Single-symbol Python backtesting and quant research tooling
Project description
Quantleet
Quantleet is a Python backtesting and quant research toolkit focused on a polished first-beta single-symbol historical backtesting workflow.
The first public beta target is 0.1.0b1. It is built for users who want to
load OHLCV history, author a compact strategy, run a deterministic backtest,
inspect result.report, visualize result.plot(), compare a small finite
parameter grid, and run rolling walk-forward validation without learning the
internal repository workflow first.
Beta Scope
Current first-beta scope:
- single-symbol, single-timeframe historical OHLCV backtesting
- long-or-flat strategy workflows
DataFrameDataSource,CSVDataSource,CCXTDataSource,TimeBar, andBarSeriesStrategy,ta,qc,ParameterStudy, andWalkForwardStudyBacktestEngine.run(source=..., strategy=StrategyClass, config=...)BacktestEngine.run(bars=..., strategy=StrategyClass, config=...)- market, limit, stop-market, and stop-limit orders
- fixed quantity and
qty_percentsizing - conservative reservation, fills, positions, reporting, plotting, finite grid parameter exploration, and rolling walk-forward validation
Unsupported in the first public beta:
- live trading
- paper trading
- shorting
- leverage or margin
- multi-symbol portfolios
- multi-timeframe strategies
- trading recommendations or optimizer claims
Installation
Requirements:
- Python 3.12
uvfor local contributor setup
Package-user installation for the first beta will use the published package
once 0.1.0b1 is released:
uv add quantleet==0.1.0b1
From a local checkout today:
uv sync
uv run poe verify
Useful targeted checks:
uv run poe repo-check
uv run pytest tests/smoke/local -q
Live tests are excluded from the default verification lane and must be run explicitly when needed.
Quickstart
from quantleet.backtest import BacktestEngine, CostConfig
from quantleet.data import DataFrameDataSource
from quantleet.research import qc, ta
from quantleet.strategy import Strategy
class SmaCrossStrategy(Strategy):
def init(self) -> None:
self.fast = ta.sma(self.data.close, length=2)

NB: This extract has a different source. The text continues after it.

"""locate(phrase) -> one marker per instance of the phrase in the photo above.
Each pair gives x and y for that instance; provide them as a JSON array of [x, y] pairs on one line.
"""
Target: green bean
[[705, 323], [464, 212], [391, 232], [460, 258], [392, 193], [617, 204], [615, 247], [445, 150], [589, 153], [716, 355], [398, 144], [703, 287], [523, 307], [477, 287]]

self.slow = ta.sma(self.data.close, length=3)
def on_bar(self, bar) -> None:
if qc.is_na(self.fast[0]) or qc.is_na(self.slow[0]):
return
if qc.crossover(self.fast, self.slow):
self.buy(quantity=1.0, tag="sma-entry")
elif self.position.is_open and qc.crossunder(self.fast, self.slow):
self.sell(quantity=1.0, tag="sma-exit")
source = DataFrameDataSource(
frame=[
{"timestamp": "1970-01-01T00:01:00+00:00", "open": 10.0, "high": 12.0, "low": 8.0, "close": 10.0, "volume": 1.0},
{"timestamp": "1970-01-01T00:02:00+00:00", "open": 9.0, "high": 11.0, "low": 7.0, "close": 9.0, "volume": 1.0},
{"timestamp": "1970-01-01T00:03:00+00:00", "open": 8.0, "high": 10.0, "low": 6.0, "close": 8.0, "volume": 1.0},
{"timestamp": "1970-01-01T00:04:00+00:00", "open": 11.0, "high": 13.0, "low": 9.0, "close": 11.0, "volume": 1.0},
{"timestamp": "1970-01-01T00:05:00+00:00", "open": 12.0, "high": 14.0, "low": 10.0, "close": 12.0, "volume": 1.0},
],
symbol="BTC/USDT",
timeframe="1m",
)
engine = BacktestEngine(
initial_cash=1_000.0,
costs=CostConfig(tick_size=1.0, slippage_ticks=0.0, fee_rate=0.0),
)
result = engine.run(source=source, strategy=SmaCrossStrategy, label="sma-cross")
print(result.report)
figure = result.plot()
result.report provides structured run, return, risk, trade, cost, exposure,
fill, and closed-trade information. result.plot() returns a Matplotlib figure
with price, fills, equity, and drawdown panels.
Examples
The first public beta has exactly three canonical examples:
- SMA crossover quickstart
- Orders and sizing
- Parameter exploration
Documentation
Public user documentation lives under docs/site. Start with:
Contributing
See CONTRIBUTING.md for local setup, verification, docs expectations, pull request guidance, and AI-assisted contribution ownership requirements.
Security
See SECURITY.md for vulnerability reporting, secrets handling, and financial safety boundaries.
Financial Disclaimer
Quantleet is research and software tooling, not financial advice. Backtest results do not guarantee future performance. You are responsible for data quality, assumptions, execution risk, and trading decisions.
License
Quantleet is licensed under the MIT license.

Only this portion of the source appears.